The encounter will unfold as an informal discussion about possible strategies to adopt for future independent pedagogical projects in Berlin. The story of The Imaginary School Program will act as a starting point for debate, taking Beirut’s project in Cairo as a model for a situated pedagogical practice. After a short presentation of the ISP, each invited participant will give an introduction to its own practice, or experience in relation to education.
The aim is to address what Berlin is missing in terms of educational programs within the art field. Questions will include: what kind of (educational) situations would be relevant to generate in Berlin – a city already saturated with cultural offers of all kinds? or what are the pitfalls of multi-disciplinareity?
About the ISP
The Imaginary School Program was an eight-month practice-based theory program running from October 2014 to May 2015, initiated by Beirut. The curriculum focused on institutions and forms of organizing (including collectives, non-movements, informal groups, etc.) in Cairo, and comprised a series of workshops, lectures, fieldtrips, reading groups, and other hybrid activities. The program created a space for reflection and critical thinking on radical institution-building and examined how we understand institutions and their political potential. In this way, ISP functioned as a kind of institutional clinic by closely scrutinizing a select number of existing organizations, placing emphasis on different ways of learning, organizing and sharing knowledge.
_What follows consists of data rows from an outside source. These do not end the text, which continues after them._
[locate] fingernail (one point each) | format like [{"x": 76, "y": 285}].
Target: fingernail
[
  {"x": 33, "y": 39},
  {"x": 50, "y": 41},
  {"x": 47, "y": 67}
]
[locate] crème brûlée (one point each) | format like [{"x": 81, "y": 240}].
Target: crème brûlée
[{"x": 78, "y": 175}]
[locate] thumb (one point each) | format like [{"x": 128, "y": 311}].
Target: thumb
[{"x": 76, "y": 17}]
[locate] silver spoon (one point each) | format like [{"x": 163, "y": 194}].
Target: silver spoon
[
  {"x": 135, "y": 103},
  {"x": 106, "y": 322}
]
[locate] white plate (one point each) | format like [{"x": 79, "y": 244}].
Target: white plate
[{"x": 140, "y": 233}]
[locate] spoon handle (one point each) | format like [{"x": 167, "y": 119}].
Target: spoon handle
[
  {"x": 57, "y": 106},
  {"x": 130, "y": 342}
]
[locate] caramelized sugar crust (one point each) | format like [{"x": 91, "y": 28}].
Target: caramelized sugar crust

The ISP was a project by Beirut, directed by Antonia Alampi with the assistance of Lotta Shaefer and the counseling of Farida Makar, and its curriculum was curated by Amr Abdelrahman, Jasmina Metwaly, and Beirut.
TIER: Notes on Bureaucracy looks at how reality is modulated by legal constructs. One of the first membranes that regulate social relationships is made of bureaucracy. The way that institutions organize life has been discussed since the very roots of the constructions of modern states. Harun Farocki has compared the edition of a movie with the construction of laws, recalling the writing of Kafka. If a movie composed its reality though montage, in the reality, bureaucracy composes life though a montage of documents. Understanding the complexities that compose our quotidian through the production of reality that every bureau does, one can imagine the possibilities of changing reality as well.